Epstein also suggests that “at no point does Bernstein address how private institutions might help tackle the challenges of racial and ethnic classifications.” I was perhaps unclear on this point, but when I suggest in the book that government classifications should be abolished in favor of more finely tuned classifications, almost always on a non-racial basis, I intended to propose that the matter be left largely to the private sector.
That said, two problems present themselves. The first is that so long as the government collects racial data in the census and elsewhere, the path of least resistance for everyone else is to rely on that data. The second problem is more subtle: even when the government does not dictate what classifications to use, private parties almost always blindly follow the government classifications. Until recently, I was under the misimpression that universities all rely on the standard racial classifications for affirmative action because they are required to report the relevant statistics to the government. That turns out to be incorrect; universities use the government-created classifications because they have, thanks to the government, come to see them as natural, and because relying on the government’s classifications provides something of a safe harbor from litigation.

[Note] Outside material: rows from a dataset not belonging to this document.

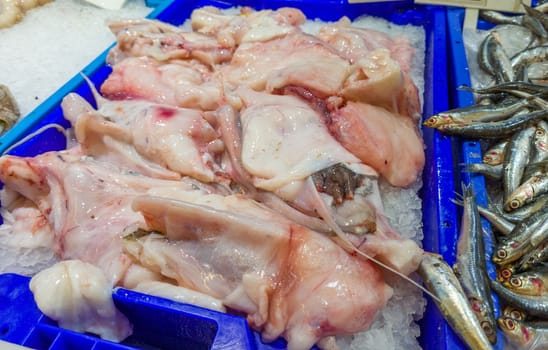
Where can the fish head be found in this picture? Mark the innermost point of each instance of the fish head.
(514, 313)
(480, 308)
(491, 158)
(505, 273)
(438, 120)
(517, 199)
(514, 283)
(501, 254)
(515, 330)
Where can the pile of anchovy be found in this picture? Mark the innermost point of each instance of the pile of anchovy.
(510, 119)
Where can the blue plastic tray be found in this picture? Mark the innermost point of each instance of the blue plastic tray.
(469, 151)
(185, 326)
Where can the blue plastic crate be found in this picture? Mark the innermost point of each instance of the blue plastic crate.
(469, 151)
(186, 326)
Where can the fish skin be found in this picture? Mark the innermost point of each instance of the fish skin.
(527, 192)
(536, 257)
(540, 143)
(9, 111)
(441, 281)
(526, 57)
(499, 18)
(492, 171)
(498, 129)
(516, 157)
(518, 242)
(476, 113)
(525, 211)
(494, 154)
(529, 283)
(523, 333)
(470, 266)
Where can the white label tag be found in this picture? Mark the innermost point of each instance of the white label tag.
(497, 5)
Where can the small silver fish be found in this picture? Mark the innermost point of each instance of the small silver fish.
(476, 113)
(533, 305)
(521, 60)
(499, 18)
(440, 280)
(495, 154)
(516, 156)
(9, 112)
(518, 242)
(496, 129)
(527, 192)
(539, 151)
(514, 313)
(470, 266)
(529, 283)
(526, 335)
(492, 171)
(535, 258)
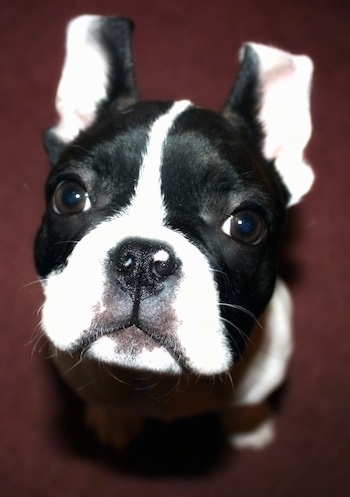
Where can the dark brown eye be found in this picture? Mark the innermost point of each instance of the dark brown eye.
(246, 226)
(70, 198)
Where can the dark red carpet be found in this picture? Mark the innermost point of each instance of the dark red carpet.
(182, 49)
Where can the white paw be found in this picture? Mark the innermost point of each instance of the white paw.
(111, 426)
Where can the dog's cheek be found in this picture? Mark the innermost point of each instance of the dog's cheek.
(71, 301)
(200, 331)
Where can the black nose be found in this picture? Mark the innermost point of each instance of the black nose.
(142, 267)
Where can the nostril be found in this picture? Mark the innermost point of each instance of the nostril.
(164, 264)
(126, 263)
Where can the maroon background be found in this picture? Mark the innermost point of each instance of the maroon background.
(182, 49)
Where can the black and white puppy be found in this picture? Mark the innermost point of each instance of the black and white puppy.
(158, 248)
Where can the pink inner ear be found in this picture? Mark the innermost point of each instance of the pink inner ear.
(285, 115)
(84, 78)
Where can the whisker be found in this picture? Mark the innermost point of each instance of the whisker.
(243, 309)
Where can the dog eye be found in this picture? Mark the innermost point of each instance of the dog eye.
(245, 226)
(70, 198)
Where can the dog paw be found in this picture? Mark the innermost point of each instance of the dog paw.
(249, 427)
(113, 427)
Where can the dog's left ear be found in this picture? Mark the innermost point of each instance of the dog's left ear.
(272, 93)
(97, 71)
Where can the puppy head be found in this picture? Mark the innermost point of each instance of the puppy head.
(158, 246)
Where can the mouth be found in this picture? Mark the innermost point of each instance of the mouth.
(132, 346)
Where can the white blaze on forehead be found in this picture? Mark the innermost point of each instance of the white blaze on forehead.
(147, 203)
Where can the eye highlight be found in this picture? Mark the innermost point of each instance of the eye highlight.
(245, 226)
(70, 198)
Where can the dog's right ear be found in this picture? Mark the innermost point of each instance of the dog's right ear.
(97, 71)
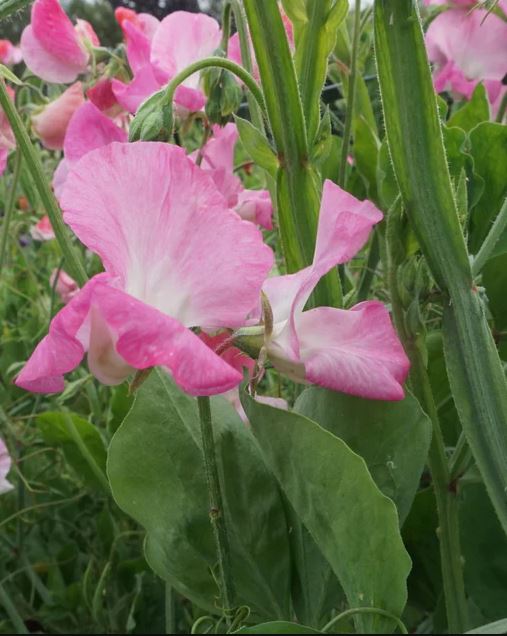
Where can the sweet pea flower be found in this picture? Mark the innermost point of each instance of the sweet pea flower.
(65, 286)
(53, 49)
(42, 230)
(88, 129)
(179, 40)
(218, 159)
(50, 125)
(5, 466)
(467, 49)
(9, 54)
(152, 216)
(7, 139)
(354, 351)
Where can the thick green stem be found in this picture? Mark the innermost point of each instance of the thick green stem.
(74, 263)
(351, 95)
(491, 240)
(9, 209)
(415, 141)
(445, 495)
(217, 512)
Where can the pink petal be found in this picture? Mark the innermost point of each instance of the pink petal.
(132, 95)
(181, 39)
(89, 129)
(51, 124)
(120, 334)
(355, 351)
(5, 466)
(256, 206)
(160, 225)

It will take more than merely having the government refrain from dictating classifications to undo the damage that has been done. But a good start, as the book argues, is the separation of race and state.
David E. Bernstein
Antonin Scalia Law School
George Mason University
Arlington, VA
Richard A. Epstein replies:
As David Bernstein notes, the differences, such as they are, between us go to matters of exposition and tactics. They are not fundamental in any sense of the word.
I am glad he agrees that he should have made the role of private intervention more explicit. He then takes an (uncharacteristically) cautious stance by recognizing that the status quo ante on discrimination and affirmative action is not likely to change soon, which I fear is correct. But as I argue in Forbidden Grounds, major intellectual progress can be made only if scholars are prepared to take on the dominant paradigm, as I sought to do.
In a sense, his perceptive observations at the end of the letter, which note how government standards become ubiquitous by coercion and example, highlight the risk. Government standards become the focal point for all private behavior, which only entrenches the status quo ante. The sad consequence is that incremental steps are doomed to fail, even if they point in the right direction. Which is why I favor a frontal assault in order to make out the strongest intellectual case for dismantling that status quo, which Bernstein wants to do in his heroic efforts to separate race and state.
Fair and Free Elections
In response to Charles R. Kesler’s “The Red Wave Reconsidered” (Fall 2022), I would suggest that the main reason Florida’s Republican slate managed a Red Wave instead of a Pink Fizzle in 2022 had less to do with Florida’s Republicans and more to do with reforms undertaken after the 2000 presidential election, when Florida’s ballots were such a mess that the Supreme Court had to intervene. After becoming a laughingstock, with hanging chads and folks with magnifying glasses trying to guess the intent of the voter, Florida was motivated to fix its election process. Since then, the Sunshine State’s results are reported on election night, not two weeks later. (You can make of that what you will.)
So, before Mr. Kesler canonizes Governor DeSantis (I like him, too) and the rest of Florida’s Republican slate, he should keep in mind that the forces in play in 2022 will still be in play in 2024.